To time the market or not to time the market, that is the question which plagues investment professionals the world over. There is something intrinsically (at first) appealing to the idea of timing the market (and eschewing the buy and hold strategy) – consider the following scenario.
The market has dropped 2.2% and there is some fear-mongering on the financial news channels. You reckon that if the market turns down another 2% tomorrow then you’ll avoid the bloodbath, switch your equity investments into cash and wait out the storm. Things go somewhat your way, the market does take a knock and you are self-satisfied at your prescience. It’s been a week, the market has dropped further and today the market rallies 3%. This is what you have been waiting for! You place your trades, high five your colleagues and sleep well.
The next day the market drops another 3% in what is known as a “dead cat bounce” and the rout continues. You switch out again, all the while incurring costly brokerage fees and say you’ll wait much longer this time before jumping back in.
The above scenario can play out in a number of different ways, but the one truth is that in the very short-term, equity markets are nigh unpredictable.
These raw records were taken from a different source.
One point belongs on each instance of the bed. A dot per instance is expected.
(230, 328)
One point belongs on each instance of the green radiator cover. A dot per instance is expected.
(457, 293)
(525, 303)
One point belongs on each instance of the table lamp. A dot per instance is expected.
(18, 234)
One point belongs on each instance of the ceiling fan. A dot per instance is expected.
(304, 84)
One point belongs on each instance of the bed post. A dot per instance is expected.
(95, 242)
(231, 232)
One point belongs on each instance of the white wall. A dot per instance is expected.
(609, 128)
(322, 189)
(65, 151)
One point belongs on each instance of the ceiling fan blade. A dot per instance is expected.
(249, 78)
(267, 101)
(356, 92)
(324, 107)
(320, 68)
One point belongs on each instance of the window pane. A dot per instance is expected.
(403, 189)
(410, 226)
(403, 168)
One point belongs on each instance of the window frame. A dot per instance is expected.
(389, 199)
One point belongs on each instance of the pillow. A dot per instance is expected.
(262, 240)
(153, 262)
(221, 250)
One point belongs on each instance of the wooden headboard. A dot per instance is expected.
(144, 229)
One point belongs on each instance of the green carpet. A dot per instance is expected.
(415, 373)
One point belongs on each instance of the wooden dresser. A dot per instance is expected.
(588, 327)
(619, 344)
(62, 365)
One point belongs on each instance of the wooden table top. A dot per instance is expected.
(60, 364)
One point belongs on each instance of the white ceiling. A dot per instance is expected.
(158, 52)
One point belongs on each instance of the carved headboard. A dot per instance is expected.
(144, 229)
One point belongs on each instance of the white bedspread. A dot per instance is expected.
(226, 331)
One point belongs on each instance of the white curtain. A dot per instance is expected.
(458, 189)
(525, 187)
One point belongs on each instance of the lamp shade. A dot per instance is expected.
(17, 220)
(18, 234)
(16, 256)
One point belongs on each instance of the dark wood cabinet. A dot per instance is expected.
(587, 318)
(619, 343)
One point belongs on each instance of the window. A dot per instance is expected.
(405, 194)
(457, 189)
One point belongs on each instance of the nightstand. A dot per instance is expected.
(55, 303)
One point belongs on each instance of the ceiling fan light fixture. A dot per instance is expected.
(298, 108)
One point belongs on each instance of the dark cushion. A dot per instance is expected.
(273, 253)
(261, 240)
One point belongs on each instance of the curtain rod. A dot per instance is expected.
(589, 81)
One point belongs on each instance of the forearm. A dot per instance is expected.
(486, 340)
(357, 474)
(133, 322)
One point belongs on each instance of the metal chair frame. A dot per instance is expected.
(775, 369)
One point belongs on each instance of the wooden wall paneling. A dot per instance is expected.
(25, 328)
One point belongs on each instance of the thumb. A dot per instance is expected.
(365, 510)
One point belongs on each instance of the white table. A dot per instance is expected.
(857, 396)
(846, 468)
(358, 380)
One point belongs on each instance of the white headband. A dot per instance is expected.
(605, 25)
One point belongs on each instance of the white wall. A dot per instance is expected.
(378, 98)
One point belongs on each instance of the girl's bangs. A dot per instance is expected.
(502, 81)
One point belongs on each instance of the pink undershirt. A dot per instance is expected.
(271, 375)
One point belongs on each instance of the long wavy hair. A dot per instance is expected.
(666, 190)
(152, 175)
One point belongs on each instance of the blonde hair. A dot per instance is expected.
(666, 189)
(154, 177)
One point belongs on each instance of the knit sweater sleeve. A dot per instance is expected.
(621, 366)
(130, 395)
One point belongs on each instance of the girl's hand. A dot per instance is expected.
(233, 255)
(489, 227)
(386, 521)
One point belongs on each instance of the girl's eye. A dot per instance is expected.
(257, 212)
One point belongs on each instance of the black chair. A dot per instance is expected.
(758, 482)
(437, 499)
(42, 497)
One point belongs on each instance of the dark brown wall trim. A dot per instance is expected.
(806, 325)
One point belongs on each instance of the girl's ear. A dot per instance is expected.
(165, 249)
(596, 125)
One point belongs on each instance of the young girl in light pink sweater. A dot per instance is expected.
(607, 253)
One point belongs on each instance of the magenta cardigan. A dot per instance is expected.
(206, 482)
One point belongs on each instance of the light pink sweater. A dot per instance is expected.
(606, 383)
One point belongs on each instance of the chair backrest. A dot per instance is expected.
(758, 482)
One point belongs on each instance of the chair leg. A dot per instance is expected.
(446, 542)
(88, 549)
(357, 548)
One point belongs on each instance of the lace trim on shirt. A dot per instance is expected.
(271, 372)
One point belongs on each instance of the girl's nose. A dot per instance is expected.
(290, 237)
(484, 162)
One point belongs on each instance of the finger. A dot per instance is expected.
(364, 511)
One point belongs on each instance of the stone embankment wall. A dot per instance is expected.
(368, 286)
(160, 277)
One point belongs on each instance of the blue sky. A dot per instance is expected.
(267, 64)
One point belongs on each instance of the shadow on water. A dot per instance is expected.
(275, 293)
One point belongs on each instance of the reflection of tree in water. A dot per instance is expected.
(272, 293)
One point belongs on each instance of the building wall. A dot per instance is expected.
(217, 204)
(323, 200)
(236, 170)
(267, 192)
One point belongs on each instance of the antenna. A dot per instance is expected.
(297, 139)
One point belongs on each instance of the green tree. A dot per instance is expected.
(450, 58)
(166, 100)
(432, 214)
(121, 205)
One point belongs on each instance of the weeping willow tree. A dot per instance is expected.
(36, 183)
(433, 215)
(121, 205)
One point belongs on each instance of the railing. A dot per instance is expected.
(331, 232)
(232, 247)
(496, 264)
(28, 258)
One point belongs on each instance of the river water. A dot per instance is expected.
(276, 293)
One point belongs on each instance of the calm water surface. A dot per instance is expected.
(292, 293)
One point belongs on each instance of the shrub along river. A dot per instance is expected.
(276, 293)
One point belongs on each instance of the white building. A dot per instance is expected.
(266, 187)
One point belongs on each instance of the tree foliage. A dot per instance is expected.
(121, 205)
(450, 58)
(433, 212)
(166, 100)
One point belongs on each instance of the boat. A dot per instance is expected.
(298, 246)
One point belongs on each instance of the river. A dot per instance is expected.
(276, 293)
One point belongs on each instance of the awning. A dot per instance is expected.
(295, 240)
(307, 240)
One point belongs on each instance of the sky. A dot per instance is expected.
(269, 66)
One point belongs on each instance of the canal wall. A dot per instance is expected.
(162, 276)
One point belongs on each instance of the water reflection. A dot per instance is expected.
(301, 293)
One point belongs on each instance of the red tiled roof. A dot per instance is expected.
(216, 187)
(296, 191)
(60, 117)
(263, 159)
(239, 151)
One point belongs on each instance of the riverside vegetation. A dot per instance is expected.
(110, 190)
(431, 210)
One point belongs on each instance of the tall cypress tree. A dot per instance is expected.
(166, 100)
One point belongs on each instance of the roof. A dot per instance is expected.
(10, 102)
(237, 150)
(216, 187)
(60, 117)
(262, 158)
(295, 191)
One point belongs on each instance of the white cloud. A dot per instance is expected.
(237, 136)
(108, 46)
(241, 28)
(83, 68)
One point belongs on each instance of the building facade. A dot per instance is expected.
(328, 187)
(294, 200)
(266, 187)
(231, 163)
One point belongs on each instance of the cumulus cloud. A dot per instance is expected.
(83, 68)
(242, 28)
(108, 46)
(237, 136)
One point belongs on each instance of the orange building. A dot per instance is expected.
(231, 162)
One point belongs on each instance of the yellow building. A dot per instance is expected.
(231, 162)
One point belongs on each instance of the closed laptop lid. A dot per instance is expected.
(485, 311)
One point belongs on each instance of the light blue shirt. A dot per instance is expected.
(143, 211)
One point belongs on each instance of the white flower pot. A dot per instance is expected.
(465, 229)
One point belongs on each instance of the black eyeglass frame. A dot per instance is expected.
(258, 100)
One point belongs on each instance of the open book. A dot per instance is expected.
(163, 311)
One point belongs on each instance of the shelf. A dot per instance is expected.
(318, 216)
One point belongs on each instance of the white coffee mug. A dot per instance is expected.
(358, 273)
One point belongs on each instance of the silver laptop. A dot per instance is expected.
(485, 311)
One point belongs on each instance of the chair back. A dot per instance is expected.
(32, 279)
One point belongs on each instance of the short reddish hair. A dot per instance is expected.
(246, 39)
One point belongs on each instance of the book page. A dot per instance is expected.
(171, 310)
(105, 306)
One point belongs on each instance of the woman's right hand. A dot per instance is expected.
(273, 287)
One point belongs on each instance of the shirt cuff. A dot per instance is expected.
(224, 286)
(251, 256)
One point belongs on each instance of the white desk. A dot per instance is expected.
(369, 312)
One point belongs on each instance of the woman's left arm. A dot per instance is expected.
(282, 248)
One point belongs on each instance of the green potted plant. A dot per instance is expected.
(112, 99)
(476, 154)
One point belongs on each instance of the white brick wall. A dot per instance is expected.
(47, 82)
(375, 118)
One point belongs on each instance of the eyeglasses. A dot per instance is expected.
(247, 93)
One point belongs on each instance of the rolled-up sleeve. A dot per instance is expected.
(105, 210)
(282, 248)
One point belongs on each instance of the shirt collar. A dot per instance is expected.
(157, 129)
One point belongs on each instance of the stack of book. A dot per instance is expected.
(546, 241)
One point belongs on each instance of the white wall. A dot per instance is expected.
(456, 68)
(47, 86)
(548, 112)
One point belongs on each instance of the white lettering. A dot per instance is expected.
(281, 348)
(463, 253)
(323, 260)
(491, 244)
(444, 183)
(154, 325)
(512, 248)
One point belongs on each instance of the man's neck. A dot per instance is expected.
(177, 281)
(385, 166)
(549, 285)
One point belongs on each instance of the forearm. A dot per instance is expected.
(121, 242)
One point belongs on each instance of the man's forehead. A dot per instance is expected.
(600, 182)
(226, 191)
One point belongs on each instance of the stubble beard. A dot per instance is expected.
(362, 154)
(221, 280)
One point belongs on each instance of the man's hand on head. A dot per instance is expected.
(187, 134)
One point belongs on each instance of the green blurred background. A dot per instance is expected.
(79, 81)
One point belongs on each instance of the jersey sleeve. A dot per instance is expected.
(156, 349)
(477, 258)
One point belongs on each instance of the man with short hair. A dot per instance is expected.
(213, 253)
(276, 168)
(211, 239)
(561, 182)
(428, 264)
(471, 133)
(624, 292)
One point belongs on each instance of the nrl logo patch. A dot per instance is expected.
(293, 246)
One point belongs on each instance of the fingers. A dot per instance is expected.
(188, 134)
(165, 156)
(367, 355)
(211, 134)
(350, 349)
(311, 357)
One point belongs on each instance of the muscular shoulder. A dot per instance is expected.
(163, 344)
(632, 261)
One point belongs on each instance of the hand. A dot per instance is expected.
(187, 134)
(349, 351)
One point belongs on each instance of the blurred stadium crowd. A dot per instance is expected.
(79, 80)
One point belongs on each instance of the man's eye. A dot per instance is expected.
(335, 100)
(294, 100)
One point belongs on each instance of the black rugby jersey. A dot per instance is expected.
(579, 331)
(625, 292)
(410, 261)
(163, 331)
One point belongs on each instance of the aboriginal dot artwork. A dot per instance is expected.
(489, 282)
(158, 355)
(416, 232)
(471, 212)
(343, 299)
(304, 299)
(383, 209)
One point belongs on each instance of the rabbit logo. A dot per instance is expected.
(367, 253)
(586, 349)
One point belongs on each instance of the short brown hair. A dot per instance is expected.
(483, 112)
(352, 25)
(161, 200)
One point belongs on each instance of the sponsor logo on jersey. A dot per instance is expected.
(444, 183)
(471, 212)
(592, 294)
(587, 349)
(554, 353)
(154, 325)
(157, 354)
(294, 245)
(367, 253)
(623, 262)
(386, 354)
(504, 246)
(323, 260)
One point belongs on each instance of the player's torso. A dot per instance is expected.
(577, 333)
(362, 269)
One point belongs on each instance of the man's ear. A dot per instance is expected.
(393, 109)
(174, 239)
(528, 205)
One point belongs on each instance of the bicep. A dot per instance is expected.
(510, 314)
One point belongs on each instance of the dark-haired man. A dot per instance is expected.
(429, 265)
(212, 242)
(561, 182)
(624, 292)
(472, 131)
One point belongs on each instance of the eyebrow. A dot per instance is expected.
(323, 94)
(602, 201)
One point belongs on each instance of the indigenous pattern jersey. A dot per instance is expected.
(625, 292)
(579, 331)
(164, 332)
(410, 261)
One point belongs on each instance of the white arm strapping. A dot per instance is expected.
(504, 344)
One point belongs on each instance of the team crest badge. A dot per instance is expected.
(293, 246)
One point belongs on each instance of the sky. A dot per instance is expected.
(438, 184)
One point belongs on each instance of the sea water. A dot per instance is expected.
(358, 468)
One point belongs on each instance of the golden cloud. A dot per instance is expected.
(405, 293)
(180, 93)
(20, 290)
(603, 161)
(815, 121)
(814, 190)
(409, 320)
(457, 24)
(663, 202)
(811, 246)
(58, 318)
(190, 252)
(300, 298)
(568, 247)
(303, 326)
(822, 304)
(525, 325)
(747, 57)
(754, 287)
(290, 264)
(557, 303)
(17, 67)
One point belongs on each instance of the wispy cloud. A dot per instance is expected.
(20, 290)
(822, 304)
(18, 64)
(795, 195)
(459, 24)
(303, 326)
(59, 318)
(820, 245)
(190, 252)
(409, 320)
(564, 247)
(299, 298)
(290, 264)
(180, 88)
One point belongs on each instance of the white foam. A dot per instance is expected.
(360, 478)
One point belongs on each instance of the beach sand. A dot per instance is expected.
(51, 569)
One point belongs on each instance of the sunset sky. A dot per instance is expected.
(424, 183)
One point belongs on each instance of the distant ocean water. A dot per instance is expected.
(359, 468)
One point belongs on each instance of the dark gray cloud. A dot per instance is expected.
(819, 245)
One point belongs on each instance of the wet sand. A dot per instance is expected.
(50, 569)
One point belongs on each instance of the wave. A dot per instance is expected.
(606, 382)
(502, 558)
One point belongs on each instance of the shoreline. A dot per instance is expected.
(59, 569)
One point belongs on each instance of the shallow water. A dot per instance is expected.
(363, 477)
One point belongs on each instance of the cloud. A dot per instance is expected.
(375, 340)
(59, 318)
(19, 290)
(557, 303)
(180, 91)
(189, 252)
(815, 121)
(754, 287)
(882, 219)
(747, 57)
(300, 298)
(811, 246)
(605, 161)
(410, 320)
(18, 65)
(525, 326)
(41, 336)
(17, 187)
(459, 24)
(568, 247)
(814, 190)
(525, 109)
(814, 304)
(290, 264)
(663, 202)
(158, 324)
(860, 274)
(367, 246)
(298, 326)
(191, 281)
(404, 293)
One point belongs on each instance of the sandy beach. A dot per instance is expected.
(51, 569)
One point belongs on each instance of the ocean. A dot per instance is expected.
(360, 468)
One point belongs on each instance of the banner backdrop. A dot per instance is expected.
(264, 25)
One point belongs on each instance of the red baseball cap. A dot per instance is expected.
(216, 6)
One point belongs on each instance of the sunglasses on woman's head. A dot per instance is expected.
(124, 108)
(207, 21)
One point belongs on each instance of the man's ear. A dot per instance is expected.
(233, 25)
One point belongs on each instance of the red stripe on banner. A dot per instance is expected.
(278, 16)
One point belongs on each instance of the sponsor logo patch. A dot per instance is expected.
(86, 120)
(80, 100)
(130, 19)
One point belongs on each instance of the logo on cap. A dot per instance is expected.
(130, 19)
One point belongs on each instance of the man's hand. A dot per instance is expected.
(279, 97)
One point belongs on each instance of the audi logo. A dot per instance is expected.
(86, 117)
To attach some hard evidence to the above example, consider that the performance (read: gains) of the S&P 500 since December 1959 to 29 February 2016 can be condensed into approximately 51 of the best days of trading. That’s slightly longer than 2 and a half months of investing. Furthermore, out of the 14 148 trading days between mid-December 1959 and end February 2016, roughly 53% have posted gains and roughly 47% have posted losses. The point here is that being out of the market for even a few of those critical days could have hurt your long-term performance considerably. The chart below shows this:
The S&P 500 Without its 5 and 10 Best Trading Days
In terms that are more comprehendible, the standard S&P 500 has had a compound annual growth rate of 6.41% annually since 1959. Excluding the best 5 days pushes this down to 6.05% and excluding the best 10 days pushes it down to 5.74%. Over just more than 56 years, this is a return of 3181% for the S&P 500, 2619% without the best 5 days and 2198% without the 10 best. This means that those 10 days in isolation, when considered over the whole holding period, multiplied an investor’s money by about 10.
While one could keep coming up with new, fun ways to present this information, the moral at the end of this story is that the long-term opportunity costs of trying to time the market could be massive. The point? Buy and hold for the long-term.
And, just for fun, if you had managed to foresee the 10 worst days for the S&P500 since 1959 (which there is no way you could!) you would have returned 4261% (6.95% CAGR)!